Advances in piezocatalysis through SUSTech-led research


Piezoelectric materials have promising potential for converting mechanical energy into chemical energy (i.e. piezocatalysis) by coupling the piezotronic effect with electrochemical processes. The piezopotential generated by an external force can efficiently separate free carriers (electrons and holes), allowing piezoelectric materials be directly used for renewable energy production and environmental remediation using weak mechanical force, such as noise and vibration from the surrounding environment.

Recently, Professor Zhang Zuotai of the School of Environmental Science and Engineering (SESE) at Southern University of Science and Technology (SUSTech) led his research team to make significant progress in this field, publishing two papers in top international journal Nano Energy.

The first paper is entitled “Enhanced catalytic performance by multi-field coupling in KNbO3 nanostructures: Piezo-photocatalytic and ferro-photoelectrochemical effects.”

In this work, the team designed and synthesized two-dimensional piezoelectric KNbO3 nanosheets. Both experimental and theoretical calculations showed that the material has larger piezoelectric potential and better catalytic activity under applied stress. In addition, the photocurrent of KNbO3 nanosheets based photoelectrodes can be effectively modulated by the ferroelectric polarization. The team believes that the outcomes of this research could provide future guidance for the development of other piezo-/ferroelectric materials for solar/mechanical energy conversion.

Visiting student Yu Dongfang was the first author of the paper. Professor Zhang Zuotai and Research Assistant Professor Li Shun were the corresponding authors.

Original article –

The second paper is entitled “Few-Layer Transition Metal Dichalcogenides (MoS2, WS2, and WSe2) for Water Splitting and Degradation of Organic Pollutants: Understanding the Piezocatalytic Effect”.
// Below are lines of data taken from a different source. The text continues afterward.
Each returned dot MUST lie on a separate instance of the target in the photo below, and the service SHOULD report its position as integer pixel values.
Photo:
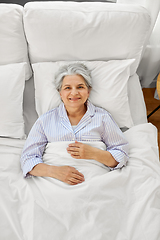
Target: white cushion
(13, 45)
(69, 31)
(109, 87)
(12, 81)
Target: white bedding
(118, 205)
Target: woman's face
(74, 91)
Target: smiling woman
(74, 94)
(75, 118)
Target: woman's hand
(84, 151)
(81, 151)
(68, 175)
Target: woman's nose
(74, 91)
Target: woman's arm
(84, 151)
(65, 174)
(116, 154)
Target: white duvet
(110, 205)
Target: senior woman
(74, 118)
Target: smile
(74, 99)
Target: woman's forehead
(73, 80)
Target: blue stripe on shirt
(96, 125)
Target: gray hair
(73, 69)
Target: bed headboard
(85, 31)
(13, 45)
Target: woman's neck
(75, 115)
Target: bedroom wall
(22, 2)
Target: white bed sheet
(121, 204)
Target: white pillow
(12, 81)
(109, 87)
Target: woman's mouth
(74, 99)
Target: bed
(109, 38)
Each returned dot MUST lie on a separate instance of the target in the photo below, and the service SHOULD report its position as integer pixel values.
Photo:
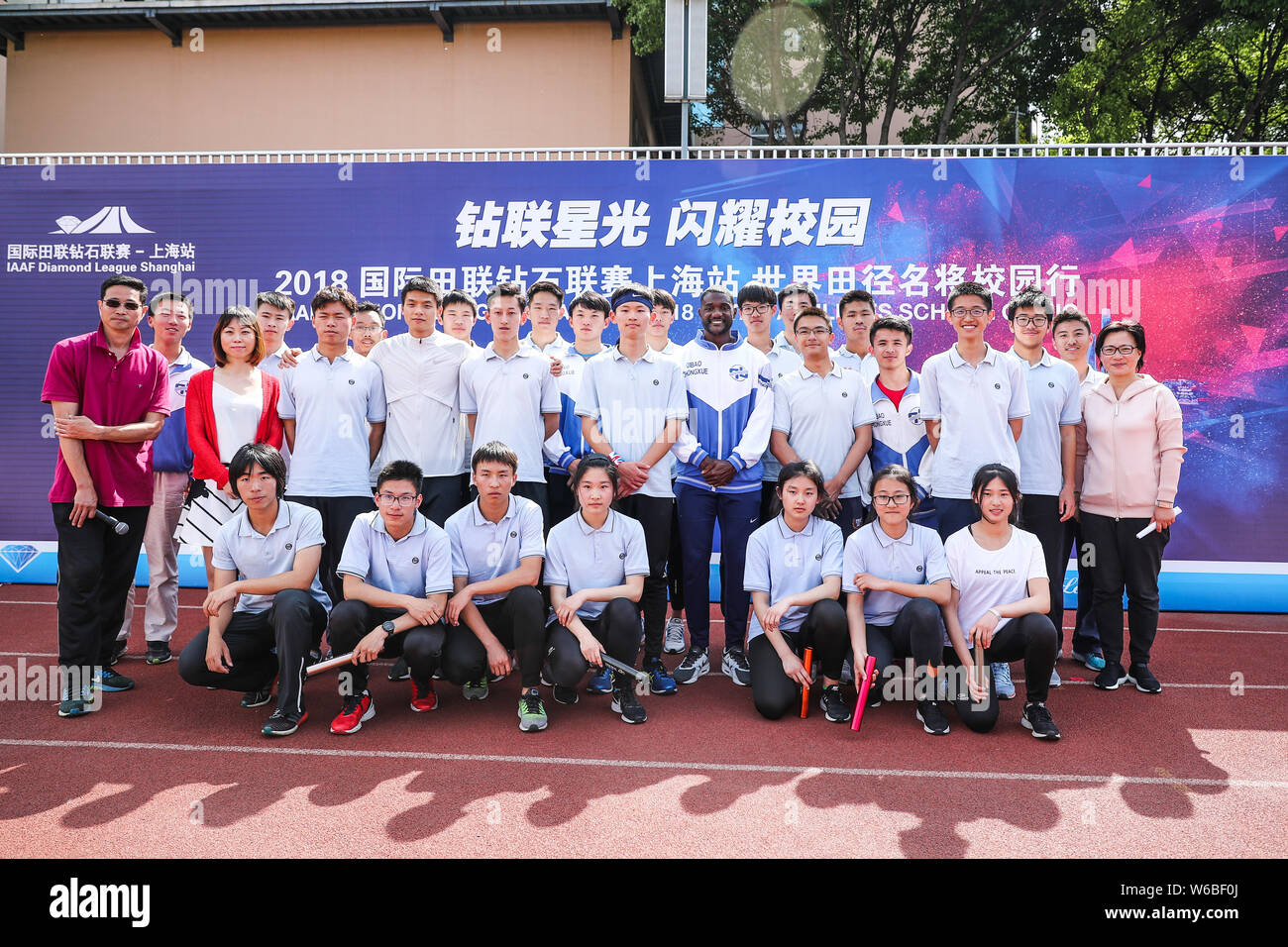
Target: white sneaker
(674, 637)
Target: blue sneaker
(660, 680)
(1093, 660)
(601, 682)
(1003, 681)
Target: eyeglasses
(892, 500)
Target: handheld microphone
(117, 526)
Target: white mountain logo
(110, 219)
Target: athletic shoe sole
(1129, 680)
(372, 712)
(926, 727)
(617, 709)
(1025, 724)
(286, 733)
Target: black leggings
(1029, 638)
(617, 628)
(518, 622)
(824, 629)
(352, 621)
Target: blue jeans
(738, 515)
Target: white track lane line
(653, 764)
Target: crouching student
(794, 574)
(266, 560)
(595, 566)
(898, 579)
(395, 569)
(496, 607)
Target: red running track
(168, 771)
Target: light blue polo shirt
(509, 397)
(785, 564)
(483, 551)
(331, 405)
(915, 558)
(784, 360)
(240, 547)
(1054, 401)
(580, 557)
(419, 565)
(819, 414)
(632, 402)
(975, 405)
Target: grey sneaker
(674, 637)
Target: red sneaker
(355, 712)
(423, 699)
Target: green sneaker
(532, 712)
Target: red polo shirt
(110, 392)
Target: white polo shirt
(509, 397)
(632, 402)
(423, 379)
(331, 405)
(915, 558)
(987, 579)
(465, 441)
(784, 360)
(483, 551)
(416, 565)
(974, 406)
(1055, 399)
(781, 562)
(580, 557)
(866, 365)
(819, 414)
(240, 547)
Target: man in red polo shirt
(110, 394)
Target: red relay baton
(870, 672)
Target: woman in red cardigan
(228, 406)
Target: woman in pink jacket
(1128, 463)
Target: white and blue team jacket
(900, 436)
(730, 394)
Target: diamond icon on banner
(18, 556)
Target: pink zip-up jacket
(1128, 455)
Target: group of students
(541, 502)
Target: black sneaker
(1111, 678)
(931, 718)
(283, 723)
(1037, 718)
(833, 705)
(159, 652)
(258, 698)
(626, 703)
(1142, 680)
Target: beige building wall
(550, 84)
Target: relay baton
(642, 677)
(870, 672)
(807, 663)
(1147, 530)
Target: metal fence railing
(625, 154)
Two-dimensional layered transition metal disulfides (TMDs) have attracted much attention due to their unique electronic, mechanical and chemical properties. In this study, the research team prepared a series of two-dimensional TMDs (MoS2, WS2 and WSe2), and found that they can split water to produce hydrogen under ultrasonic mechanical force. The theoretical calculations showed that the catalytic efficiency is tightly related to the piezoelectric coefficient. In addition, the series of materials can also degrade tetracycline efficiently, which provides a new way for the treatment of emerging environmental pollutants. Their research may have profound implications in solving challenging energy and environmental issues by scavenging energy waste such as noise and vibration from the environment.

Assistant Professor Li Shun, visiting students Zhao Zhicheng and Yu Dongfang are the first co-authors of the paper. Professor Zhang Zuotai and Assistant Professor Zhao Jinzhu of the Academy of Advanced Interdisciplinary Studies are corresponding authors.

Original article –

These works are supported by the National Natural Science Foundation of China, the Guangdong Provincial Key Laboratory of Soil and Groundwater Pollution Control, the Shenzhen Science and Technology Innovation Committee, and Shenzhen Clean Energy Research Institute, and Guangdong Province Universities and Colleges Pearl River Scholar Funded Scheme 2018.